Re: [PATCH 0/8] per-memcg-per-node kmem accounting
From: Joshua Hahn
Date: Mon May 18 2026 - 11:13:13 EST
On Mon, 11 May 2026 22:20:35 +0200 Alexandre Ghiti <alex@xxxxxxxx> wrote:
> This series pursues the work initiated by Joshua [1]. We need kernel
> memory to be accounted on a per-node basis in order to be able to
> know the memcg and physical memory association.
>
> This series takes advantage of the recent introduction of per-node
> obj_cgroup [2] and makes those obj_cgroup tied to their numa node.
>
> The bulk of the series is percpu per-node accounting: percpu
> "precharges" the memcg before we know the actual location of the pages
> it uses, so charging and accounting had to be split. All other kmem
> users (slab, zswap, __memcg_kmem_charge_page) are straightforward
> conversions (zswap support is limited in this series because Joshua
> is working on it in parallel [3]).
>
> Thanks Joshua for your early feedbacks!
Hello Alex,
Thank you for your work!
Overall I think the direction makes sense to me. Pre-overcharging makes sense to
me as an approach, we would much rather overaccount than underaccount and
later have to breach limits.
I do have some concerns on performance, though. Namely, I think there are
some expensive operations that I think would benefit from some performane
benchmarking with this patch added (maybe some simple microbenchmarks that
demonstrates kernel allocation overhead could be useful).

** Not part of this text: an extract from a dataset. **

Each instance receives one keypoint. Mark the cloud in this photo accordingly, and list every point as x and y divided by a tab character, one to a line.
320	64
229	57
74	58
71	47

>From what I can tell, there is some additional performance overhead that has
to do with iterating over num_possible_cpus() x pages_per_alloc, which
doesn't seem trivial to me.
Another concern that I see is the stock credit system. Maybe we could be
bypassing the stock check leading to more time spent doing the atomic
operations.
obj_stock caches a single obj_cgroup, which means that if we split the objcg
to be per-node (in patch 6), then the obj_stock basically gets invalidated
every operation since we iterate over more objcgs (even though we are in
the same logical objcg). Maybe I'm missing something?
I haven't taken a deep look at the implementation details but just wanted to
raise some high level items that I noticed. Of course, all of these concerns
are just theoretical, if you can show that the performance delta is not
noticable then all of my concerns don't matter.
I also want to talk more about the local credit system but let's first see
what the numbers are first.
Thanks again, Alex. And I really like patch 2 because it is a solution to
a problem that I ran into in my percpu tracking series that I couldn't think
of before! Thank you for solving my problem too : -)
Have a great day!
Joshua
> [1] https://lore.kernel.org/linux-mm/20260404033844.1892595-1-joshua.hahnjy@xxxxxxxxx/
> [2] https://lore.kernel.org/linux-mm/56c04b1c5d54f75ccdc12896df6c1ca35403ecc3.1772711148.git.zhengqi.arch@xxxxxxxxxxxxx/
> [3] https://lore.kernel.org/linux-mm/20260311195153.4013476-1-joshua.hahnjy@xxxxxxxxx/
>
> Alexandre Ghiti (8):
> mm: memcontrol: propagate NMI slab stats to memcg vmstats
> mm: percpu: charge obj_exts allocation with __GFP_ACCOUNT
> mm: percpu: Split memcg charging and kmem accounting
> mm: memcontrol: track MEMCG_KMEM per NUMA node
> mm: memcontrol: per-node kmem accounting for page charges
> mm: slab: per-node kmem accounting for slab
> mm: percpu: per-node kmem accounting using local credit
> mm: zswap: per-node kmem accounting for zswap/zsmalloc
>
> include/linux/memcontrol.h | 27 +++++--
> include/linux/mmzone.h | 1 +
> include/linux/zsmalloc.h | 2 +
> mm/memcontrol.c | 150 ++++++++++++++++++++++++++++---------
> mm/percpu-internal.h | 16 +---
> mm/percpu.c | 90 ++++++++++++++++++++--
> mm/vmstat.c | 1 +
> mm/zsmalloc.c | 11 +++
> mm/zswap.c | 9 ++-
> 9 files changed, 242 insertions(+), 65 deletions(-)
>
> --
> 2.54.0
>
>